A leading Silicon Valley crowdfunding platform for creators and their subscribers wanted to benchmark their B2B dashboards — ensuring creators could find key information about their accounts and make decisions about their businesses. The client had a product release planned in the middle of the study, with updates to this functionality included. As a result, we determined that benchmarking in two parts was necessary: a baseline study first, then a second study using the updated functionality before release.

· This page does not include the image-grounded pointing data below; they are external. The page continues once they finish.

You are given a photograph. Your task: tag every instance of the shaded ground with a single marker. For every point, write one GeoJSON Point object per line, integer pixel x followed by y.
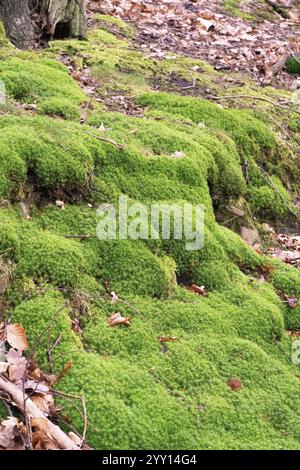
{"type": "Point", "coordinates": [247, 36]}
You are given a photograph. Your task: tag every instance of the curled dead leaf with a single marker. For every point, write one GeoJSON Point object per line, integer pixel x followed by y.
{"type": "Point", "coordinates": [199, 290]}
{"type": "Point", "coordinates": [168, 339]}
{"type": "Point", "coordinates": [116, 320]}
{"type": "Point", "coordinates": [235, 384]}
{"type": "Point", "coordinates": [16, 337]}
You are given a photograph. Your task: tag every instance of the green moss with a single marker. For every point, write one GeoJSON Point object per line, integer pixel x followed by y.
{"type": "Point", "coordinates": [60, 107]}
{"type": "Point", "coordinates": [272, 201]}
{"type": "Point", "coordinates": [114, 24]}
{"type": "Point", "coordinates": [4, 43]}
{"type": "Point", "coordinates": [45, 318]}
{"type": "Point", "coordinates": [56, 156]}
{"type": "Point", "coordinates": [251, 135]}
{"type": "Point", "coordinates": [233, 7]}
{"type": "Point", "coordinates": [30, 79]}
{"type": "Point", "coordinates": [143, 392]}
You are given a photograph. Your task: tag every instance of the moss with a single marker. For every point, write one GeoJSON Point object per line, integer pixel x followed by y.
{"type": "Point", "coordinates": [272, 201]}
{"type": "Point", "coordinates": [45, 318]}
{"type": "Point", "coordinates": [131, 267]}
{"type": "Point", "coordinates": [293, 65]}
{"type": "Point", "coordinates": [114, 25]}
{"type": "Point", "coordinates": [4, 43]}
{"type": "Point", "coordinates": [233, 7]}
{"type": "Point", "coordinates": [60, 107]}
{"type": "Point", "coordinates": [30, 79]}
{"type": "Point", "coordinates": [143, 392]}
{"type": "Point", "coordinates": [56, 156]}
{"type": "Point", "coordinates": [251, 135]}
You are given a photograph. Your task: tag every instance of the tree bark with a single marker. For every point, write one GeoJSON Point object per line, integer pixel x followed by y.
{"type": "Point", "coordinates": [63, 18]}
{"type": "Point", "coordinates": [15, 15]}
{"type": "Point", "coordinates": [28, 22]}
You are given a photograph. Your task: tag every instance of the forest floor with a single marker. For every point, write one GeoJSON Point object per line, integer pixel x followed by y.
{"type": "Point", "coordinates": [143, 344]}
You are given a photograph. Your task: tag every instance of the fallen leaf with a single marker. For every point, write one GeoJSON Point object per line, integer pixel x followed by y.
{"type": "Point", "coordinates": [17, 365]}
{"type": "Point", "coordinates": [235, 384]}
{"type": "Point", "coordinates": [250, 236]}
{"type": "Point", "coordinates": [7, 433]}
{"type": "Point", "coordinates": [16, 337]}
{"type": "Point", "coordinates": [3, 367]}
{"type": "Point", "coordinates": [116, 320]}
{"type": "Point", "coordinates": [167, 339]}
{"type": "Point", "coordinates": [199, 290]}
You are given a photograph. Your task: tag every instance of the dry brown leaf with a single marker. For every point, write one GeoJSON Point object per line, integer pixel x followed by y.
{"type": "Point", "coordinates": [17, 365]}
{"type": "Point", "coordinates": [168, 339]}
{"type": "Point", "coordinates": [235, 384]}
{"type": "Point", "coordinates": [16, 337]}
{"type": "Point", "coordinates": [3, 367]}
{"type": "Point", "coordinates": [9, 433]}
{"type": "Point", "coordinates": [199, 290]}
{"type": "Point", "coordinates": [116, 320]}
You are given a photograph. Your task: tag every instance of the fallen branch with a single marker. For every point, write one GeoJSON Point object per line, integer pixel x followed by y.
{"type": "Point", "coordinates": [259, 98]}
{"type": "Point", "coordinates": [105, 139]}
{"type": "Point", "coordinates": [16, 395]}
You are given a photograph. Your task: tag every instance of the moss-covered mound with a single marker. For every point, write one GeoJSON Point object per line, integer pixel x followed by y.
{"type": "Point", "coordinates": [165, 382]}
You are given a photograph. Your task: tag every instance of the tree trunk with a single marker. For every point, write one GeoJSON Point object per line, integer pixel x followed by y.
{"type": "Point", "coordinates": [28, 22]}
{"type": "Point", "coordinates": [63, 18]}
{"type": "Point", "coordinates": [15, 15]}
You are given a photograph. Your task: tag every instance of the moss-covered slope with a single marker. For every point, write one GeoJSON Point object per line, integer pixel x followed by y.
{"type": "Point", "coordinates": [143, 392]}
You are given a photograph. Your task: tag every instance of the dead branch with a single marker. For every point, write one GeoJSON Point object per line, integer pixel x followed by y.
{"type": "Point", "coordinates": [105, 139]}
{"type": "Point", "coordinates": [62, 439]}
{"type": "Point", "coordinates": [259, 98]}
{"type": "Point", "coordinates": [85, 418]}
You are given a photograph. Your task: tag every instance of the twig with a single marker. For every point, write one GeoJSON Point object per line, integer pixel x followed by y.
{"type": "Point", "coordinates": [259, 98]}
{"type": "Point", "coordinates": [82, 399]}
{"type": "Point", "coordinates": [273, 186]}
{"type": "Point", "coordinates": [32, 411]}
{"type": "Point", "coordinates": [50, 350]}
{"type": "Point", "coordinates": [6, 402]}
{"type": "Point", "coordinates": [190, 86]}
{"type": "Point", "coordinates": [108, 141]}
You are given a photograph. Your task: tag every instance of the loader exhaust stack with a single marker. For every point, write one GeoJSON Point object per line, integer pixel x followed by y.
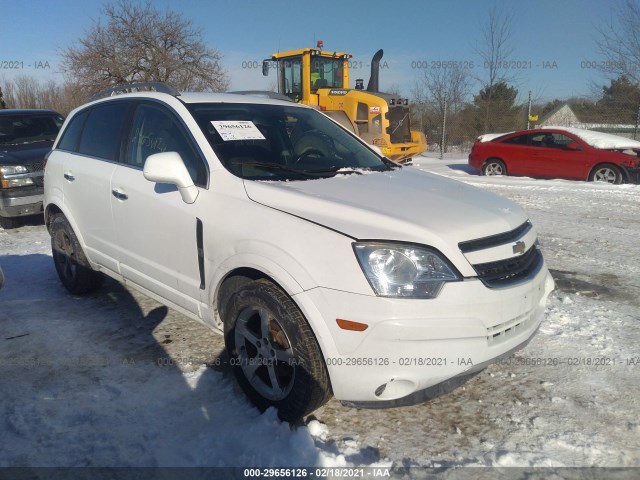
{"type": "Point", "coordinates": [373, 86]}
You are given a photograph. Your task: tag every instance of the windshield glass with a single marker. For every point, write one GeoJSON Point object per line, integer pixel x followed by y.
{"type": "Point", "coordinates": [326, 73]}
{"type": "Point", "coordinates": [277, 142]}
{"type": "Point", "coordinates": [17, 129]}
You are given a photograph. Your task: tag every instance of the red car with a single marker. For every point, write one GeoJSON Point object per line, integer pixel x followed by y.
{"type": "Point", "coordinates": [570, 153]}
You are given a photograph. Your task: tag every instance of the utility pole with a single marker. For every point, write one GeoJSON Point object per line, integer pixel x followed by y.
{"type": "Point", "coordinates": [529, 112]}
{"type": "Point", "coordinates": [444, 128]}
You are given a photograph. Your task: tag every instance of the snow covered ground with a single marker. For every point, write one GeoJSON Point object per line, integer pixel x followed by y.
{"type": "Point", "coordinates": [115, 379]}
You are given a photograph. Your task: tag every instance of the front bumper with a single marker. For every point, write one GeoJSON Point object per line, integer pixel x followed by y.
{"type": "Point", "coordinates": [412, 346]}
{"type": "Point", "coordinates": [13, 204]}
{"type": "Point", "coordinates": [633, 175]}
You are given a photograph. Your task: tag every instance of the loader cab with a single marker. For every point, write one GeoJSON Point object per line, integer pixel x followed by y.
{"type": "Point", "coordinates": [301, 73]}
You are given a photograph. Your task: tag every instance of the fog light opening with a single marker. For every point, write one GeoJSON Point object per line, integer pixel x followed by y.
{"type": "Point", "coordinates": [380, 390]}
{"type": "Point", "coordinates": [351, 325]}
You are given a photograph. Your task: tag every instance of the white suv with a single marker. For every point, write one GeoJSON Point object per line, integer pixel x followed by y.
{"type": "Point", "coordinates": [328, 268]}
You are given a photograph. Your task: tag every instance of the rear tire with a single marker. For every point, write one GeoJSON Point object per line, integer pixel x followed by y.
{"type": "Point", "coordinates": [273, 351]}
{"type": "Point", "coordinates": [494, 167]}
{"type": "Point", "coordinates": [606, 173]}
{"type": "Point", "coordinates": [71, 264]}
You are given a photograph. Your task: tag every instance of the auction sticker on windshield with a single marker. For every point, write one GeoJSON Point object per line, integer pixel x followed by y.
{"type": "Point", "coordinates": [237, 130]}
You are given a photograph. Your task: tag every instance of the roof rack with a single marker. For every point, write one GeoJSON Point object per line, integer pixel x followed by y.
{"type": "Point", "coordinates": [264, 94]}
{"type": "Point", "coordinates": [139, 86]}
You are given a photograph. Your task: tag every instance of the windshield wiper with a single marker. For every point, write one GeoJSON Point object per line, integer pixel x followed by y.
{"type": "Point", "coordinates": [286, 168]}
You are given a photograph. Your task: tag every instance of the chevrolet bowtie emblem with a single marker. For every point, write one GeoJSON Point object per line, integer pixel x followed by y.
{"type": "Point", "coordinates": [519, 248]}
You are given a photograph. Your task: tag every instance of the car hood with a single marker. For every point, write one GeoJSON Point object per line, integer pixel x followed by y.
{"type": "Point", "coordinates": [403, 205]}
{"type": "Point", "coordinates": [24, 153]}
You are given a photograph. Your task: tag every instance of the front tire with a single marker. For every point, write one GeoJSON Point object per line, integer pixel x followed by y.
{"type": "Point", "coordinates": [71, 264]}
{"type": "Point", "coordinates": [606, 173]}
{"type": "Point", "coordinates": [273, 351]}
{"type": "Point", "coordinates": [494, 167]}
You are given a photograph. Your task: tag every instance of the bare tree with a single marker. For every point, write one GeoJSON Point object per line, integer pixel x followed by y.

  • Benchmark the client’s platform (desktop experience) for their B2B audience, creators.
  • Work with the client’s internal teams to develop a test plan and recruit interviewees.
  • Conduct remote interviews and usability tests, then share findings, insights, and recommendations with the product team.

Process

Building a grading system that made subjective experience measurable

Collaborating with the client’s Head of Product, Head of UX Research, and Head of Customer Care, we developed and tested the interview guide, including core questions and screenshots of expected answers. We also established the grading criteria for responses, tracked in a spreadsheet that became a heat map:

  • Answered / found quickly = green
  • Answered / found with some difficulty = yellow
  • Not found = red

Why expanding recruitment criteria led to richer findings

The client’s customer care and community managers handled initial recruitment outreach. I followed up to schedule interviews and coordinate incentives. The product team initially wanted only new users (accounts under two months old), but recruitment proved difficult. We therefore expanded the criteria to include users with approximately one year of account history — a change that ultimately produced richer findings.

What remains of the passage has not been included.